Başka canlıların yapamadığını varsaydığımız bu işi, insanoğlu aklıyla yapmaktadır.

Bilimin gücü

Bilim, yüzyıllar süren bilimsel bilgi üretme sürecinde kendi niteliğini, geleneklerini ve standartlarını koymuştur. Bu süreçte, çağdaş bilimin dört önemli niteliği oluşmuştur: Çeşitlilik, süreklilik, yenilik ve ayıklanma.

Çeşitlilik

Bilimsel çalışma hiç kimsenin tekelinde değildir, hiç kimsenin iznine bağlı değildir. Bilim herkese açıktır. İsteyen her kişi ya da kurum bilimsel çalışma yapabilir. Dil, din, ırk, ülke tanımaz. Böyle olduğu için, ilgilendiği konular çeşitlidir; bu konulara sınır konulamaz. Hatta, bu konular sayılamaz, sınıflandırılamaz.

Süreklilik

Bilimsel bilgi üretme süreci hiçbir zaman durmaz. Kırallar, imparatorlar ve hatta dinler yasaklamış olsalar bile, bilgi üretimi hiç durmamıştır; bundan sonra da durmayacaktır.
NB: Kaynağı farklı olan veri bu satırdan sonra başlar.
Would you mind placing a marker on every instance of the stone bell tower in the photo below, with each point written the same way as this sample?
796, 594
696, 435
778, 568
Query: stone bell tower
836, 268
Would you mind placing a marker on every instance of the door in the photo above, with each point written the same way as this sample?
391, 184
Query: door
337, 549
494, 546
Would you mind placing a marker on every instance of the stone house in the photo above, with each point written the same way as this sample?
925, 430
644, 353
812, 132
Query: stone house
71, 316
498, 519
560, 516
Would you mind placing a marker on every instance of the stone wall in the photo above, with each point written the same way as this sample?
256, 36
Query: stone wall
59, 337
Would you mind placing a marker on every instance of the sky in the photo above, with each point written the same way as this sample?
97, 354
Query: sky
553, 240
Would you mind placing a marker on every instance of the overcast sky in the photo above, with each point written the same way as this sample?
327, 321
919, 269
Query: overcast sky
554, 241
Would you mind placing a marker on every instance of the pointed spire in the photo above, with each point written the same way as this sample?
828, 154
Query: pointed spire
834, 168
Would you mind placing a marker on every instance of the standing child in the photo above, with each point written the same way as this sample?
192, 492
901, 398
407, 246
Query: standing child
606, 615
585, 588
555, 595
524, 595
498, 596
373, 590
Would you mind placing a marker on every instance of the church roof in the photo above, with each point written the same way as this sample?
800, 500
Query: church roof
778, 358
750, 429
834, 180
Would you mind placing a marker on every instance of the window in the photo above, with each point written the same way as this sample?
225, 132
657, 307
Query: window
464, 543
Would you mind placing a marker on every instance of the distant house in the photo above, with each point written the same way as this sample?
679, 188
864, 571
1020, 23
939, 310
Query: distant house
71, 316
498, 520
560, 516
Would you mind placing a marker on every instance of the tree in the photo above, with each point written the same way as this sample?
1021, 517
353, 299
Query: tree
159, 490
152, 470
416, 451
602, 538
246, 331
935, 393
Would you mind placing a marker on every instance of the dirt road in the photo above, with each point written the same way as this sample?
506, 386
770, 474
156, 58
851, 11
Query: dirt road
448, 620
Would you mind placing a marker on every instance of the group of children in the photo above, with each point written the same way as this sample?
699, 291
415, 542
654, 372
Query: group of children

Bir evrim süreci içinde her gün yeni bilimsel bilgiler, yeni bilim alanları ortaya çıkmaktadır. Dolayısıyla, bilime, herhangi bir anda tekniğin verdiği en iyi imkanlarla gözlenebilen, denenebilen ya da var olan bilgilere dayalı olarak usavurma kurallarıyla geçerliği kanıtlanan yeni bilgiler eklenir.

Ayıklanma

Bilimsel bilginin geçerliği ve kesinliği her an, isteyen herkes tarafından denetlenebilir. Bu denetim sürecinde, yanlış olduğu anlaşılan bilgiler kendiliğinden ayıklanır; yerine yenisi konulur.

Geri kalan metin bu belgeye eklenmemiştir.